A Look at the Numbers
I’m not oblivious to the extent of the opioid problem in this country. At the substance use disorder clinic in which I worked, I watched clients suffer when it took lives of friends and children of friends. (Fortunately, we lost no clients this way in the three years that I worked there.) And opioid painkillers nearly wrecked the life of someone I love. (That person has long been free of them.) Hardly a day goes by that I don’t read about havoc created by opioids.
I’m not oblivious to the extent of the opioid problem in this country. At the substance use disorder clinic in which I worked, I watched clients suffer when it took lives of friends and children of friends. (Fortunately, we lost no clients this way in the three years that I worked there.)-Anne Fletcher
Contrary to popular opinion about the prospect of addiction to opioid painkillers, however, the National Institute on Drug Abuse Director, Nora Volkow, M.D. and renowned treatment researcher Thomas McLellan, Ph.D. state in a 2016 review paper in the New England Journal of Medicine, “Addiction is not a predictable result of opioid prescribing. Addiction occurs in only a small percentage of persons who are exposed to opioids – even among those with preexisting vulnerabilities [such as another type of substance use disorder, as listed in a separate table of factors that increase risk of opioid overdose or addiction.]” They note that rates of carefully diagnosed opioid addiction have averaged less than eight percent in published studies, while “rates of misuse, abuse, and addiction-related aberrant behaviors have ranged from 15 to 26 percent.”

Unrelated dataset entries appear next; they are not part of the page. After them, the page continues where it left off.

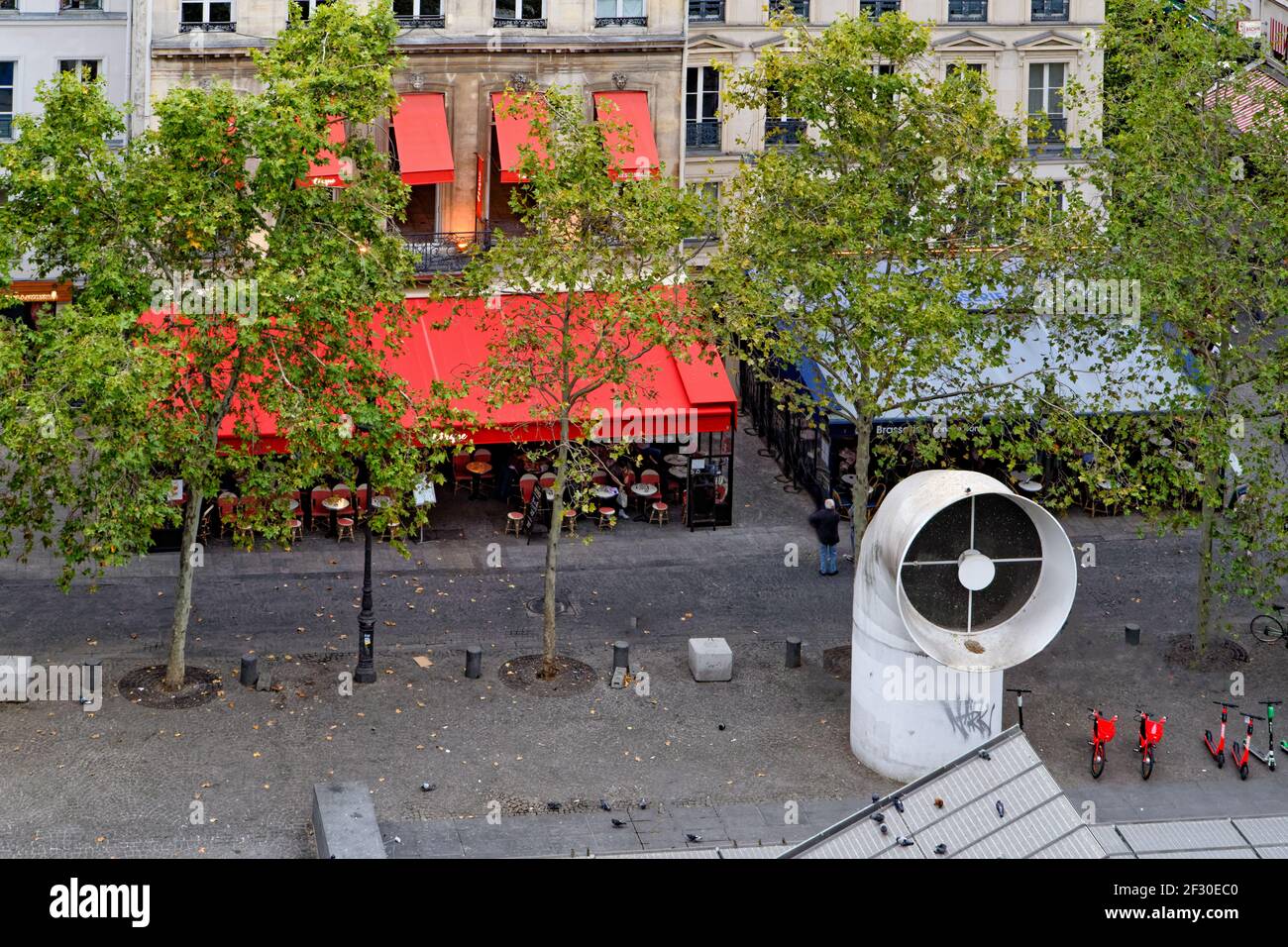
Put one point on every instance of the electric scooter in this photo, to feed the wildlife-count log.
(1239, 751)
(1269, 757)
(1218, 749)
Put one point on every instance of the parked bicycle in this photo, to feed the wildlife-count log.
(1102, 732)
(1269, 628)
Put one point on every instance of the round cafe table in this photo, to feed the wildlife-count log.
(477, 470)
(335, 505)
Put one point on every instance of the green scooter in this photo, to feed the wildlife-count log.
(1269, 757)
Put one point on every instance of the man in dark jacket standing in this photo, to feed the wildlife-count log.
(827, 525)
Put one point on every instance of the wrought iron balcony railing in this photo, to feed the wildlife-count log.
(784, 132)
(967, 11)
(520, 24)
(1050, 11)
(445, 252)
(702, 134)
(226, 27)
(421, 22)
(706, 11)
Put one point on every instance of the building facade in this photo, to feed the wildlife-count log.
(1029, 51)
(458, 55)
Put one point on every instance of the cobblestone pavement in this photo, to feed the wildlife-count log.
(124, 781)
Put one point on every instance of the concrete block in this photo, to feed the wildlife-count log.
(709, 659)
(344, 821)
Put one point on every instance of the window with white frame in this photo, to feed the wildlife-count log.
(1046, 97)
(206, 14)
(85, 68)
(619, 13)
(419, 13)
(519, 13)
(7, 69)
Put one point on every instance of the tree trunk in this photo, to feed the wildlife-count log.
(1207, 536)
(549, 669)
(859, 495)
(175, 664)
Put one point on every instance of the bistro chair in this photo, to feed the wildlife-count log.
(527, 483)
(462, 478)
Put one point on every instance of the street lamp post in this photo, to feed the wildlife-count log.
(366, 669)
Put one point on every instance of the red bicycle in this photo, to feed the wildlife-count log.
(1150, 736)
(1102, 732)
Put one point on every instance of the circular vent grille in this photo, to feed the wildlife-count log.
(974, 565)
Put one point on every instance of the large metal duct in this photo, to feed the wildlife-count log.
(958, 579)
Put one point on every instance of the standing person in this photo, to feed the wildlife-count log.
(827, 526)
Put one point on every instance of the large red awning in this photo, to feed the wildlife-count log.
(686, 397)
(327, 169)
(424, 147)
(514, 114)
(629, 133)
(695, 393)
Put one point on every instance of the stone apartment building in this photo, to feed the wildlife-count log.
(1029, 51)
(459, 54)
(38, 40)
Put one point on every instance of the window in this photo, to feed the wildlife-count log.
(7, 69)
(702, 107)
(877, 8)
(419, 13)
(706, 11)
(1050, 9)
(1046, 97)
(86, 68)
(619, 13)
(799, 7)
(967, 11)
(206, 14)
(529, 13)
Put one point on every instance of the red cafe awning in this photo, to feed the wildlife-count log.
(424, 147)
(327, 169)
(514, 131)
(627, 133)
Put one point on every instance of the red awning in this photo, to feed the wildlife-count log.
(629, 133)
(514, 131)
(327, 170)
(424, 147)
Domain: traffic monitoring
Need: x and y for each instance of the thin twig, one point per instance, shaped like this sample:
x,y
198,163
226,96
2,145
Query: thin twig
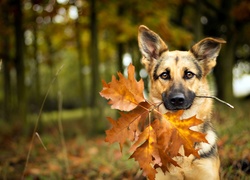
x,y
38,136
213,97
37,120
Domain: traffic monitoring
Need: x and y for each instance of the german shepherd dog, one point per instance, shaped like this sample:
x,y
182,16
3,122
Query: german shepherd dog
x,y
176,79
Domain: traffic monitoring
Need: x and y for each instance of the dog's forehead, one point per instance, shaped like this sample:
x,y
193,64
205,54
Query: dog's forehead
x,y
177,56
177,60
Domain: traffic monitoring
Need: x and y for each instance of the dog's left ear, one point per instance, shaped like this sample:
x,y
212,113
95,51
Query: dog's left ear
x,y
206,52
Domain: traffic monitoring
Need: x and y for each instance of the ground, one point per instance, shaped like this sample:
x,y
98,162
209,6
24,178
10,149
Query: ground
x,y
80,155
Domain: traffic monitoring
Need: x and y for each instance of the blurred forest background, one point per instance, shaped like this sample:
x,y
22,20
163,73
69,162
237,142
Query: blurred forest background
x,y
54,53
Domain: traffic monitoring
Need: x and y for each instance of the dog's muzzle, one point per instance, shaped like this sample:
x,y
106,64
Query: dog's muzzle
x,y
178,100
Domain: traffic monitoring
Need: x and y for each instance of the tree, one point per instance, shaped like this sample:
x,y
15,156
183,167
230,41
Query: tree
x,y
94,56
19,59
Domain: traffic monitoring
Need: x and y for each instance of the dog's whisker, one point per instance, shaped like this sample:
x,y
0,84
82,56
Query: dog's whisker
x,y
214,97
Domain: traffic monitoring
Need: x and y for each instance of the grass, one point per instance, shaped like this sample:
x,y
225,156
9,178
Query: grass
x,y
89,157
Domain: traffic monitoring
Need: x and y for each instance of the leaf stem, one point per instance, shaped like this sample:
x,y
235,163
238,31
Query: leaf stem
x,y
213,97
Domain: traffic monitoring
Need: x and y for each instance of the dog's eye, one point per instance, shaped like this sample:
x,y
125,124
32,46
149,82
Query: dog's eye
x,y
188,75
165,75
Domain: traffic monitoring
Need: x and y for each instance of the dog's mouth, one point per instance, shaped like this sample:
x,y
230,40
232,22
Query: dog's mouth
x,y
177,101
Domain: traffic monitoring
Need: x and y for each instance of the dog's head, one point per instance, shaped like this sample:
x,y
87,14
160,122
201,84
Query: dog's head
x,y
176,76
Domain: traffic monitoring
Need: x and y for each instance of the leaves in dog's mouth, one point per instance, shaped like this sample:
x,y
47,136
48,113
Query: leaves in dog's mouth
x,y
155,141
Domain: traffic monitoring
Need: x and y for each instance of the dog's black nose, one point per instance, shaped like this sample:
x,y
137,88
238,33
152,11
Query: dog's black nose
x,y
177,99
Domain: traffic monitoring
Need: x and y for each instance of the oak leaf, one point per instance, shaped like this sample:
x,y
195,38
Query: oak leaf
x,y
126,127
182,134
124,94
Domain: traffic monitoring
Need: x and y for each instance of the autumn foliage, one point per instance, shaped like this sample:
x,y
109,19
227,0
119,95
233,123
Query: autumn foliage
x,y
155,141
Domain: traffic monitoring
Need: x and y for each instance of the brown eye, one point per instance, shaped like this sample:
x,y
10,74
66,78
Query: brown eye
x,y
165,75
188,75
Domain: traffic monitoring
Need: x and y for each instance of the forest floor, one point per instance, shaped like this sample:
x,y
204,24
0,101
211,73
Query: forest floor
x,y
75,155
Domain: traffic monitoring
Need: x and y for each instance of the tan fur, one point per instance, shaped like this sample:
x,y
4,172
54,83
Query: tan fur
x,y
176,65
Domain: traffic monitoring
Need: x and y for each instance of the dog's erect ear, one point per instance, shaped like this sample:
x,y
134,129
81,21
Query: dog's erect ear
x,y
150,43
206,52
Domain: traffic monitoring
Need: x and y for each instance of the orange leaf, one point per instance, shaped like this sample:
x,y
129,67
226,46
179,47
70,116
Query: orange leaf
x,y
126,127
146,152
183,135
124,94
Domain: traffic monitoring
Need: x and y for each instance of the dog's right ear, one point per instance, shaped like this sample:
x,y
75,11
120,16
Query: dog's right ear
x,y
150,43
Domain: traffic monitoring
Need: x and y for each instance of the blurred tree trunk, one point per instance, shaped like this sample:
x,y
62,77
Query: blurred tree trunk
x,y
120,45
37,71
19,60
223,71
6,64
225,63
80,61
120,52
198,26
94,55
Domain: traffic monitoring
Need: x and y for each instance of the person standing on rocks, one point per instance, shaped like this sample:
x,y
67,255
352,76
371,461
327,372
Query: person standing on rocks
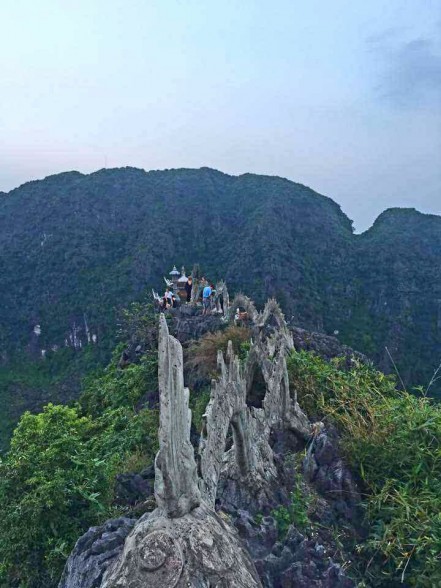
x,y
206,299
189,288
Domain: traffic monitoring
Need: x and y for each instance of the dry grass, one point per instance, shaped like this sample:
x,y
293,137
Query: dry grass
x,y
202,354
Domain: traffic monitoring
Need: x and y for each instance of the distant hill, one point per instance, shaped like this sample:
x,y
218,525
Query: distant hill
x,y
76,247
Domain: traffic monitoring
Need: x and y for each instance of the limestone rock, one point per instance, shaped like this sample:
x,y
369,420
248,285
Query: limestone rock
x,y
197,550
176,484
94,552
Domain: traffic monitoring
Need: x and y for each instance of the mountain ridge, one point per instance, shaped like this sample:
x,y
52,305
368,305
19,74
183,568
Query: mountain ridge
x,y
77,247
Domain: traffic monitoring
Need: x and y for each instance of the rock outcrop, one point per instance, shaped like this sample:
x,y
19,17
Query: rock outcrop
x,y
207,529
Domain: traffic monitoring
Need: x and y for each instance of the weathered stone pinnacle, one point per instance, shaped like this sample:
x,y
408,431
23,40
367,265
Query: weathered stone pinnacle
x,y
176,483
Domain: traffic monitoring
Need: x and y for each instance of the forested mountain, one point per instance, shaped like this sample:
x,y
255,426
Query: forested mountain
x,y
76,247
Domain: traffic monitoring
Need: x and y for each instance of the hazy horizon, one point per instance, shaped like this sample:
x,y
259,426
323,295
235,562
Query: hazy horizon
x,y
344,97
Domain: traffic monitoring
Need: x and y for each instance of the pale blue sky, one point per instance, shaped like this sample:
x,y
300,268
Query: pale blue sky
x,y
343,96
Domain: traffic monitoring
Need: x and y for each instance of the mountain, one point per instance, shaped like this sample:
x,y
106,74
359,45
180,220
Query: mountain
x,y
76,247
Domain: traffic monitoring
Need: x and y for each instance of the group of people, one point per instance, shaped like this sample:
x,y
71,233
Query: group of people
x,y
206,293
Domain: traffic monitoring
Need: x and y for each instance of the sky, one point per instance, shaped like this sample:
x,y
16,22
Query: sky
x,y
343,96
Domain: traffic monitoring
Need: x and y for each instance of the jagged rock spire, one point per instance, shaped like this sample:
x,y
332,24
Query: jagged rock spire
x,y
176,485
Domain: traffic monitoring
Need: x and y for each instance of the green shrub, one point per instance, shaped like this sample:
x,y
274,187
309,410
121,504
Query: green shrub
x,y
202,354
295,513
52,487
392,439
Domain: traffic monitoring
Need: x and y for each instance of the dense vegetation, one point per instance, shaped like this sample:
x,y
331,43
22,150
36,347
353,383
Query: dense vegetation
x,y
392,439
58,476
75,248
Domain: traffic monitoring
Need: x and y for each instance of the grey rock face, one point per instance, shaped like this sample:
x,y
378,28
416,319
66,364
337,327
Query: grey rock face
x,y
94,552
176,483
185,542
198,549
324,467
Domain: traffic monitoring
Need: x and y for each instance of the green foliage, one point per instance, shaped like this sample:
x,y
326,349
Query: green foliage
x,y
202,354
52,487
57,478
393,440
76,246
198,405
295,513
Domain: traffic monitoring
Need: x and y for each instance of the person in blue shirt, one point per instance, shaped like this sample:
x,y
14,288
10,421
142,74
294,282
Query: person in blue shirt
x,y
206,299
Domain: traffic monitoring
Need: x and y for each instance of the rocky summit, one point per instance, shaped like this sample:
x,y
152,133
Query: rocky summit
x,y
206,529
77,248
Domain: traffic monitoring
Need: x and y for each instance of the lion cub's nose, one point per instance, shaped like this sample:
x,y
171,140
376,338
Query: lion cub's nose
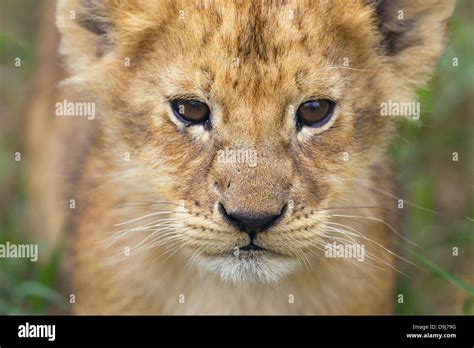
x,y
248,222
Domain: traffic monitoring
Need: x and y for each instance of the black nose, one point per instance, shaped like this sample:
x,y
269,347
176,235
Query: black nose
x,y
251,223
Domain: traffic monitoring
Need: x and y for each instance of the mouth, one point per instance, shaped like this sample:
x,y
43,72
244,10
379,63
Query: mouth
x,y
251,247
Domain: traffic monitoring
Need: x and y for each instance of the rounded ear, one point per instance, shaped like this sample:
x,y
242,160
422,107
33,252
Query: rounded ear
x,y
413,34
86,28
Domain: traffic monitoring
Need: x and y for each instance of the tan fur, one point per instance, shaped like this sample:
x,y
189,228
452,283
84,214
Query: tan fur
x,y
288,52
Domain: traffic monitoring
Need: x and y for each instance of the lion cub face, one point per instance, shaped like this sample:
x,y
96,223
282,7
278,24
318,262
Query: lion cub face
x,y
248,119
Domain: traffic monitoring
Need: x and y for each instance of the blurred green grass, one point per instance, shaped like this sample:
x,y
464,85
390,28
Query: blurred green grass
x,y
421,154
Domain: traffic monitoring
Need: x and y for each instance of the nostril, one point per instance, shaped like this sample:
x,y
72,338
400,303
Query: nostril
x,y
251,223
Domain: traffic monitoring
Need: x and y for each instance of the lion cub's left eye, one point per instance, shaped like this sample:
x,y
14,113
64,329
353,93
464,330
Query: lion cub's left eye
x,y
315,113
190,111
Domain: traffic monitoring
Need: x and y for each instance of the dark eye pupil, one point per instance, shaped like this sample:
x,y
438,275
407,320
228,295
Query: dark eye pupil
x,y
190,111
315,113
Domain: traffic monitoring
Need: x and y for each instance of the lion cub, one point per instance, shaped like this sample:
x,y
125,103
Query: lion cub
x,y
235,162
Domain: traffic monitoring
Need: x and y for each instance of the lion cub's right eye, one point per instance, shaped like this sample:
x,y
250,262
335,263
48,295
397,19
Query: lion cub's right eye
x,y
190,112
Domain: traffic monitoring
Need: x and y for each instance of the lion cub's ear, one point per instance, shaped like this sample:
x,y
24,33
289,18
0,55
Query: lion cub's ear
x,y
86,28
413,34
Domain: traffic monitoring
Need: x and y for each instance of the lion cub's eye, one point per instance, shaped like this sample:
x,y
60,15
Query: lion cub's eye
x,y
190,111
315,113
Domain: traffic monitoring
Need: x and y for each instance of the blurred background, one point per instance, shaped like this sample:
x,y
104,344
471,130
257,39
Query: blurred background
x,y
440,190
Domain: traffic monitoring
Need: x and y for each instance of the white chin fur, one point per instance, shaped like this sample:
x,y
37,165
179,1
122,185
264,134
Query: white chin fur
x,y
254,268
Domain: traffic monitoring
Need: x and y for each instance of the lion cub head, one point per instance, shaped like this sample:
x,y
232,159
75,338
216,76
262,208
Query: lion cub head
x,y
246,119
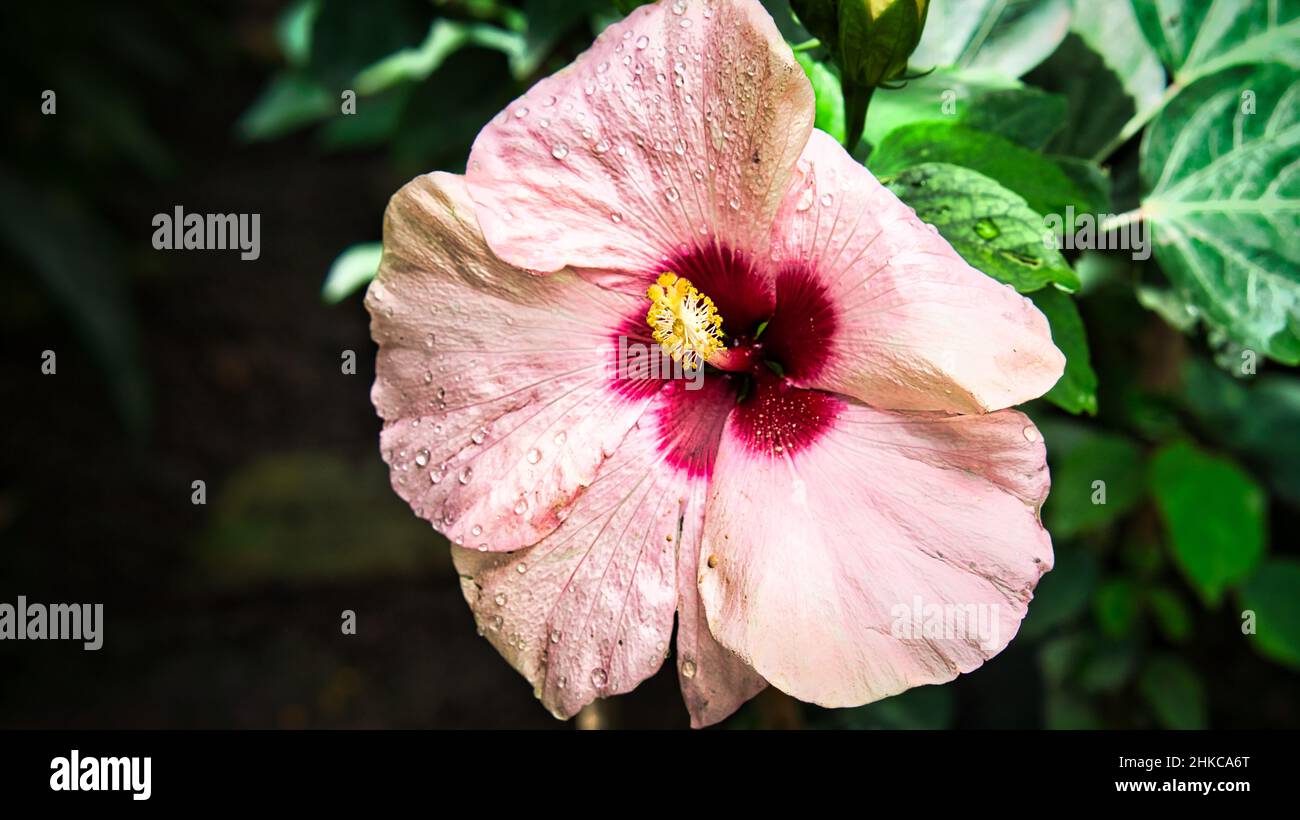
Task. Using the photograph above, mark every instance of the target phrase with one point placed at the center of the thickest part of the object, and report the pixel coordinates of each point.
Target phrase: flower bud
(869, 39)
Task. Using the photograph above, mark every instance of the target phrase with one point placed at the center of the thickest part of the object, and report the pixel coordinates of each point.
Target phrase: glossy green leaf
(989, 226)
(1009, 37)
(354, 269)
(1273, 594)
(1244, 415)
(1077, 390)
(1039, 181)
(1109, 74)
(1220, 168)
(1196, 38)
(941, 95)
(445, 38)
(1214, 515)
(1026, 116)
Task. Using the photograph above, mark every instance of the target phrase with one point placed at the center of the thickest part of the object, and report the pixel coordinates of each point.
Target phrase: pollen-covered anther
(683, 320)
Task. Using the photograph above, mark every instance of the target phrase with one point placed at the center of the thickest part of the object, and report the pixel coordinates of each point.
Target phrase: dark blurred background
(174, 367)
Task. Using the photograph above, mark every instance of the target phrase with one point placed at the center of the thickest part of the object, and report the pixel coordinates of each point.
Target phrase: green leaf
(1077, 391)
(1214, 515)
(1223, 203)
(1116, 607)
(1174, 693)
(1108, 73)
(1246, 415)
(346, 37)
(830, 96)
(445, 38)
(351, 270)
(1196, 38)
(1272, 594)
(1026, 116)
(294, 31)
(1078, 465)
(989, 226)
(1170, 612)
(547, 22)
(287, 103)
(945, 94)
(1045, 187)
(1009, 37)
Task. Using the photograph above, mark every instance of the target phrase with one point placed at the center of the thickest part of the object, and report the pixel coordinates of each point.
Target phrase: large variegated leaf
(1196, 38)
(1221, 168)
(1009, 37)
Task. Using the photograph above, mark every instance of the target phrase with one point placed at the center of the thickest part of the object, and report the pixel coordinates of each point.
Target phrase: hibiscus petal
(817, 556)
(680, 125)
(588, 611)
(495, 387)
(882, 308)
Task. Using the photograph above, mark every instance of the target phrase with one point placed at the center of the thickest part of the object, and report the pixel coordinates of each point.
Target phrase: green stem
(856, 102)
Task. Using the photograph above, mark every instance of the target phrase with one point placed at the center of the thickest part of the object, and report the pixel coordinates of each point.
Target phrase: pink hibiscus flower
(846, 460)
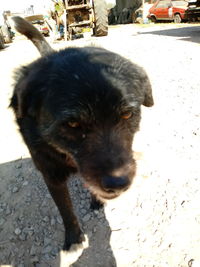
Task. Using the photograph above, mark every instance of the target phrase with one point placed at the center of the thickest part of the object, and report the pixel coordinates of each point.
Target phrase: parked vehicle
(193, 11)
(168, 10)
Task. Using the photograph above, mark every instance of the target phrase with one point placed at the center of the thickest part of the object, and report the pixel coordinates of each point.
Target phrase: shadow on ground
(31, 229)
(190, 33)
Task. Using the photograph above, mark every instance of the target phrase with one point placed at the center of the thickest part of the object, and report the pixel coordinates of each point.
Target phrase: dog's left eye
(126, 115)
(73, 124)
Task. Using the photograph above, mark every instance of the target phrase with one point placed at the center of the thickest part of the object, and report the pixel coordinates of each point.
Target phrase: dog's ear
(148, 97)
(25, 100)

This spring, in a Journal of the American Medical Association (JAMA) “Viewpoint,” two physicians addressing chronic pain management “in the aftermath of the opioid backlash” stated, “Excessive use of phrases like opioid epidemic should be avoided” because an epidemic usually suggests a disease that is widespread and highly contagious rather than limited to a minority of people exposed to it. They go on to describe a 2017 report of a large national pharmacy database which found that among more than 10 million new opioid recipients, the probability of transitioning to long-term opioid use was only 1.3 percent by 1.5 years – gradually increasing to 5.3 percent by 9 years. They concluded that only a small fraction of patients prescribed opioids progress to long-term use and “that among the subset that do use long-term opioids, the majority neither misuse or experience an overdose.”
Considering these facts and figures, along with more information to come, I agree with the following statement these two physicians made in their JAMA, “Viewpoint“: “The movement to virtually eliminate opioids as an option for chronic pain refractory to other treatments is an overreaction.”
I would add that taking control out of the hands of physicians – or greatly limiting it and stigmatizing opioid prescribers – is part of this overreaction.